Perhaps you have looked up at the sky on a clear night and seen thousands and thousands of stars. Most of these stars form their solar systems very much like ours, and you may have thought that somewhere, out there in the vast and endless universe, there is an intelligent being, just like you, asking the same question. Is there life outside of Earth?
Author: Luka Takki
This question has been one of the big questions humanity has probably always asked itself, and today with the help of modern telescopes and the over 5000 exoplanets already discovered, we can be pretty sure to say, yes. There most likely is some kind of life outside of Earth. Maybe not always multicellular, but basic life can form overall pretty easily.
Let’s now leave this question and think about something completely else, something you have never asked yourself. What if we have the same ancestors as some species billions of light years away on the other edge of the universe? Now, of course, if we had asked this question a hundred years ago, everyone would have laughed at us, but today, that is very much possible.
When the universe first formed in the Big Bang around 13.8 billion years ago, it was very small and very hot. The particles we know today were still forming, and it was way too hot for any life. After the universe continued expanding and cooling. Today, space is around as cold as -273 degrees Celsius, but in those years of cooling, there must have been a time when liquid water was present everywhere in the universe.
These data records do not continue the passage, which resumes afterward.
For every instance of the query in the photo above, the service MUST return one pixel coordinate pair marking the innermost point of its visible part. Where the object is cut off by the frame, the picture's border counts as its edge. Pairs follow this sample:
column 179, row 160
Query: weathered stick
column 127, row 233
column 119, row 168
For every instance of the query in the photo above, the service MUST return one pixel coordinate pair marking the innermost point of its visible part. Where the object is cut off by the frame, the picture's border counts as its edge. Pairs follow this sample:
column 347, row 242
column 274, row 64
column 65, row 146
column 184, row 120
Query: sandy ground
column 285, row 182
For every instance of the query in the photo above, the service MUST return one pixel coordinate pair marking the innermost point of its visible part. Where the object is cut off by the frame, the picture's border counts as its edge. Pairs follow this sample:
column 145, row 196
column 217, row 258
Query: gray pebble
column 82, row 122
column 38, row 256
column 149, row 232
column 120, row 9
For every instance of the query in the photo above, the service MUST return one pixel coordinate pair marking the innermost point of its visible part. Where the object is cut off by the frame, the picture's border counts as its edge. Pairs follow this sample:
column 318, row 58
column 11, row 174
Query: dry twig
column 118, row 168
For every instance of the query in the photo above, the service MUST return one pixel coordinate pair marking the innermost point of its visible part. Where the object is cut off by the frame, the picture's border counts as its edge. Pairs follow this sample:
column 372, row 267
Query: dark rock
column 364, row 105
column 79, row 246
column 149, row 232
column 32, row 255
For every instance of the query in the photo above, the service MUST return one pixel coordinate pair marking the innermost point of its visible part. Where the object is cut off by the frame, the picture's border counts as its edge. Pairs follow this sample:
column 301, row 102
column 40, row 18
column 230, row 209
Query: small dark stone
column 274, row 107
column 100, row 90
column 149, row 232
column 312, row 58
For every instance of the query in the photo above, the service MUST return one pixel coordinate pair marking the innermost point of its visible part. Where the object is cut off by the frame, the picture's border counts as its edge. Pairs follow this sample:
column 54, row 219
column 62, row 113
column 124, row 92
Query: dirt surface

Life could have formed anywhere in space, not just on planets with the right conditions.
This might have been the time when life formed, maybe just once, and was then carried by meteorites to other planets. Some of them were hostile where life couldn’t exist, but some of them were suitable for it, like our very young Earth at the time.
When the Earth formed, it was a lava planet and impossible for any life to exist or form. Most of the water we know today wasn’t present yet, at least not in the oceans. When we look back in time at the very first beings, we see that while they all only consisted of one cell, they were still very, very complex, so complex that they couldn’t possibly have had time to develop so fast, except if they came from somewhere else.
Our Earth in its early days was constantly bombarded by meteorites, and most of our water comes from our big friend Jupiter. That’s why we should look at ourselves from another perspective. Maybe we are the aliens here, and somewhere out there is our real home, where we developed.